Beate Albers wollte irgendetwas mit Kindern machen, lernte bei einem Infotag für Ehrenamtliche das Paul-Gerhardt-Haus kennen. „Ich fühlte mich sofort wohl“, erinnert sich die Beamtin. Und nach einem Schnuppertag stand für alle Seiten fest: Das passt. Beate Albers unterstützte das Team fortan bei allem, was das Paul-Gerhardt-Haus bietet: von der Hausaufgabenhilfe bis zum Mittagessen mit Kindern der „Kindertafel“ über Gespräche mit Migranten, vom Hochbeet-Bauen übers offene Frühstück bis hin zum neuen wöchentlichen Café für den ganzen Stadtteil, zu dem regelmäßig an die 50 Menschen von jung bis alt kommen.

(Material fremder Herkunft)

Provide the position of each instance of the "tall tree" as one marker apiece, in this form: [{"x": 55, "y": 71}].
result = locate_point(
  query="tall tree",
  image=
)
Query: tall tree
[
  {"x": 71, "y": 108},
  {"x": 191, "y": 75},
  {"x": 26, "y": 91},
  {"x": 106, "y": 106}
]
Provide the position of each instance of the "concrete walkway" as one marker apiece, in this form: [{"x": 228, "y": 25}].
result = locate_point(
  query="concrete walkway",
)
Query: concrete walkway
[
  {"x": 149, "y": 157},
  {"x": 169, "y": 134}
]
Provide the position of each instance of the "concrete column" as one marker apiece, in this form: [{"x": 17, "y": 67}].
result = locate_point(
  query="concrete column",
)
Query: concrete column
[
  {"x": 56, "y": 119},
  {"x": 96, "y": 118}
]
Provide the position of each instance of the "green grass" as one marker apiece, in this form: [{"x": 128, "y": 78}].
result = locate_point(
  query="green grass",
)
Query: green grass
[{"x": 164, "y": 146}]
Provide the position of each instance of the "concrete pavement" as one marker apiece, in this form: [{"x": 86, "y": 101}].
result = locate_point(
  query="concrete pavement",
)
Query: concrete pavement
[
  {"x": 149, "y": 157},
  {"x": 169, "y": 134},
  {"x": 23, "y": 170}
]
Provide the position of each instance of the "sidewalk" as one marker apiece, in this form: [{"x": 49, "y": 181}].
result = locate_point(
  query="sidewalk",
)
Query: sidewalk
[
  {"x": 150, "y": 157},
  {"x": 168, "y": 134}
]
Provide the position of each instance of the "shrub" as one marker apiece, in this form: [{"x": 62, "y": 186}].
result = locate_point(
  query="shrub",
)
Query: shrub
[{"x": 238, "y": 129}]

Dass die Verwaltungswirtin nicht wie für Ehrenamtliche üblich jede Woche ein paar Stunden kommt, sondern mehrere Tage: Das war für die Kirchengemeinde „ein Riesenglück und großes Geschenk“, sagt Diakonin Antje Stoffregen. Doch auch Beate Albers selbst hat ihre 1.000 Pflichtstunden Ehrenamt so gern abgeleistet, dass sie gar nicht auf die Idee kommt, ihr Engagement nun zu beenden. „Natürlich mache ich weiter“, sagt sie strahlend. „Die Arbeit hier bereichert mich, ich fühle mich super aufgehoben. Es macht Spaß und Freude, auch für mich ist mein Ehrenamt ein Geschenk.“

Soziales Engagement als Gesellschaftsaufgabe etablieren

Für die Darmstädter Professorin Gisela Jakob bedeutet ein solches Engagement, besonders im Alter, eine Sinnstiftung für das Leben. „Die Menschen erleben, dass sie etwas bewirken können. Sie tun etwas Gutes und leisten gesellschaftlich wichtige Beiträge. Gleichzeitig ist das Engagement nicht selbstlos, denn es hat immer auch eine Bedeutung für die Engagierten selbst.“

Wie zufriedenstellend ein Ehrenamt oder anderes Engagement sein kann, hänge dabei stark von den politischen und strukturellen Rahmenbedingungen ab, sagt Jakob, die seit Jahren zu bürgerschaftlichem Engagement und Freiwilligendiensten forscht. „Es geht darum, wie selbstwirksam jemand arbeiten kann. Es geht auch darum, wie gut die Koordination und Begleitung durch die Organisation läuft und ob es eine Kultur der Anerkennung und Wertschätzung gibt.“ Eben dafür gelte es, Sorge zu tragen.

Und so ist Beate Albers ein Vorbild dafür, was der Philosoph und Autor Richard David Precht fordert: ein verpflichtendes soziales Engagement für junge Leute nach der Schule und für Ältere im Ruhestand.